Every day tires are used on all types of surfaces and tire wear can be caused when you do car starting, accelerating, cornering and braking, etc. However, many abnormal tread wear may occur for a variety of reasons.
Here's how to recognize the irregular wear, how to tell where it's coming from.
If the tires are worn more in the center, this is usually due to overinflation. Make sure your tire pressure is set to the manufacturer's recommended pressure rather than the pressure embossed on the tire's sidewall.
If the tire is worn fast on both shoulders, the cause is underinflation, overload or too many harsh cornering.

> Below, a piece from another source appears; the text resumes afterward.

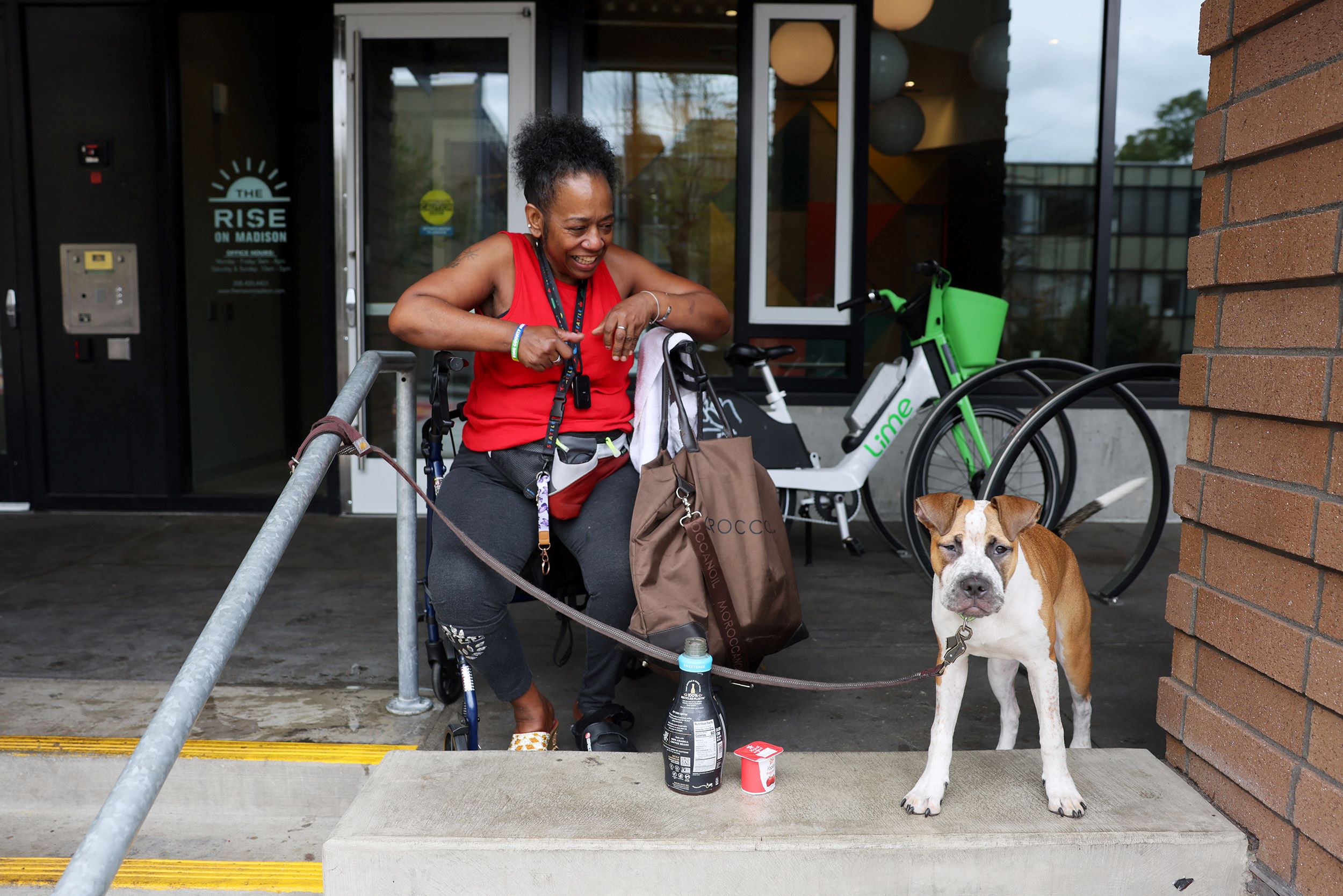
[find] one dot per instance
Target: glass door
(428, 97)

If only one of the shoulders is excessively worn, the cause is usually alignment, specifically incorrect camber. The tire is tilted to one side or the other and putting too much pressure on the shoulder.

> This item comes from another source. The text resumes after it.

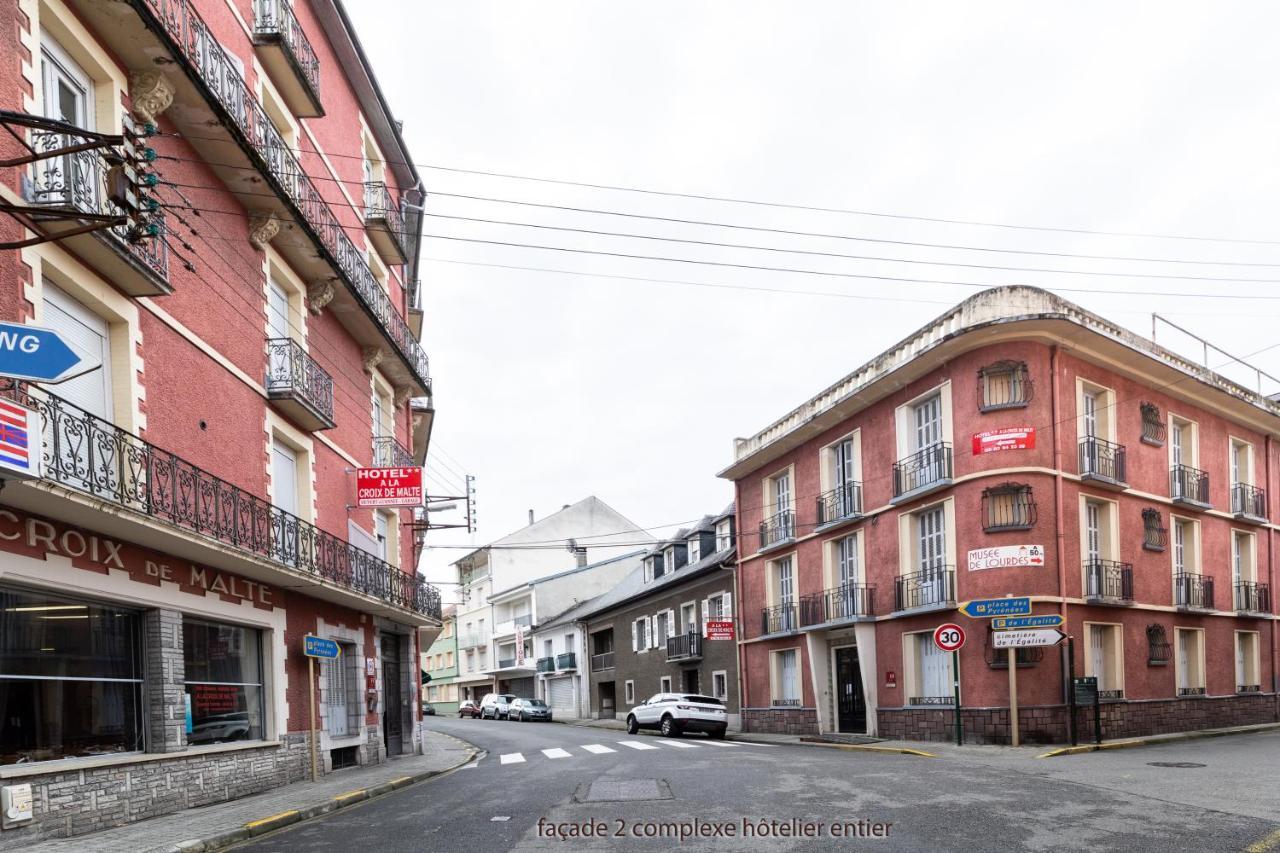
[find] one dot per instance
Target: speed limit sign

Scalloping, which some techs call feathering, occurs when the tire wears down at an angle. This angled wear leads to one side of the tire rib being worn smoother than the other. Often, this situation is caused by uneven tire alignment or an underlying suspension problem. If caught early, fixing the underlying issue often corrects the feathering.
The tire wears out in a polygonal manner, which is sometimes only noticeable on the shoulders of the tread Reasons: Tires and wheels are off-center or not balanced; rims and spindles are off-center or not balanced; bearings and middle steering shafts are loose; rolling parts are unbalanced; insufficient air pressure.